Backpropagation (Part 1)

Computational Graph is a directional graph where each nodes is associated with some mathematical operation.
We'll use these computational graph to understand we find the partial derivates of Cost Function with respect to different weights and biases

To understand how to calculate the partial derivatives through a computational graph, let's assume for a second that J is a function of 3 parameters, a, b and c.
And that J is expressed as $$J = 3(a+bc)$$
When thinking about how to step-by-step compute J, you'll realize that you'll have to first calculate b*c, let us that product is u
We then have to add this u with a.
Let us now call this sum v.
And finally, we'll have to multiply this v with 3, in order to (finally) get J.
Let's visualize this with our computational graph


 
Let's assign some random values to a, b, and c.

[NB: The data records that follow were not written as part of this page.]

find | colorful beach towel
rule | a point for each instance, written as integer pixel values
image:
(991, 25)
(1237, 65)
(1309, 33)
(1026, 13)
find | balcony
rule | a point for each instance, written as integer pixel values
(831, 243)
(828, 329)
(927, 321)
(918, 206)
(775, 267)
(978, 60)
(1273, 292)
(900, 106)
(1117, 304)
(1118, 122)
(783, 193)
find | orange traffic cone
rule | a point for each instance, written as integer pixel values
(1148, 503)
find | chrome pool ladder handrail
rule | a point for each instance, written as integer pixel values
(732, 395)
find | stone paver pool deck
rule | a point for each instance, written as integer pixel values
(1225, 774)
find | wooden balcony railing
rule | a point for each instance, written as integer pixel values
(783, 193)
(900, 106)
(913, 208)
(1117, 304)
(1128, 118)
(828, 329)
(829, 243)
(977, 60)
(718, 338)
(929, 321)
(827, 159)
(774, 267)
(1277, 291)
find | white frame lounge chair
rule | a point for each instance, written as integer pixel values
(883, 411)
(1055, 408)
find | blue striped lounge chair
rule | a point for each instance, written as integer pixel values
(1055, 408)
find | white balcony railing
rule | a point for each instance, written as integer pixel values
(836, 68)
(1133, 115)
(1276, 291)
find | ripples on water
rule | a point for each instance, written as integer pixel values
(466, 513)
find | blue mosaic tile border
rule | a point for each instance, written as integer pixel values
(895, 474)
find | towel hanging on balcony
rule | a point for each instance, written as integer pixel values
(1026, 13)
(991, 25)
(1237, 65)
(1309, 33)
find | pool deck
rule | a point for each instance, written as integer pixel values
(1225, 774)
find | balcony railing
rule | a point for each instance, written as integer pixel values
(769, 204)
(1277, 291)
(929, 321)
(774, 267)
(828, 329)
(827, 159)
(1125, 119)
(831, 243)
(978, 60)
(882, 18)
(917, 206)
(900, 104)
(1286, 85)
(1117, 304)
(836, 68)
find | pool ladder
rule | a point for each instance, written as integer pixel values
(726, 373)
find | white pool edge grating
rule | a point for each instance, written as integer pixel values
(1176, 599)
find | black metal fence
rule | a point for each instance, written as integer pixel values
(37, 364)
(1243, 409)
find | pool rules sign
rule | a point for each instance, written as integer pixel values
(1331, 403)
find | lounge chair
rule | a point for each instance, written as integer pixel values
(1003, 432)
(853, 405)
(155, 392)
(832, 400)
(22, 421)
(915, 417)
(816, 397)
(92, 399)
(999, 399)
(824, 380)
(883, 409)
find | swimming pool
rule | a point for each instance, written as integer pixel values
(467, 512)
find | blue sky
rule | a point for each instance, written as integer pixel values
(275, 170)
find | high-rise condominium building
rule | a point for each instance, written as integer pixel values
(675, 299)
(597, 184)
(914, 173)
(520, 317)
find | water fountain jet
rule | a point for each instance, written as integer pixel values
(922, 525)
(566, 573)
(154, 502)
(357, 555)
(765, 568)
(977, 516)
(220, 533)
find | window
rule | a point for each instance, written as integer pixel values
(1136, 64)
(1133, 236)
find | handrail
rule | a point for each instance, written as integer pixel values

Now, we know, that by it's very definition, the derivative of a funciton x with respect to y tells us the rate of change of x with respect to y.
Keeping that in mind, notice that when you change v by 1(i.e., make v = 12), J changes by 3 (because it increases to 36 and 36-33 =3, therefore $\Delta J = 3$) 
Therefore, we can say that $\frac {dJ}{dv} = 3$

And very similarly, we can find out the change in v with respect to a (i.e., $\frac {dv}{da}$)
Because increasing a by 1, v also increases by 1, therefore $\frac {dv}{da} = 1$

And in exactly the same way, $\frac {dv}{du} = 1$

And following the pattern, we can find out $\frac{du}{db}$ and $\frac {du}{dc}$
(if you increase b by 1, u will increase by 2, which means $\frac{du}{db} = 2$ and if you increase c by 1, u increases by 3, which implies $\frac{du}{dc} = 3$)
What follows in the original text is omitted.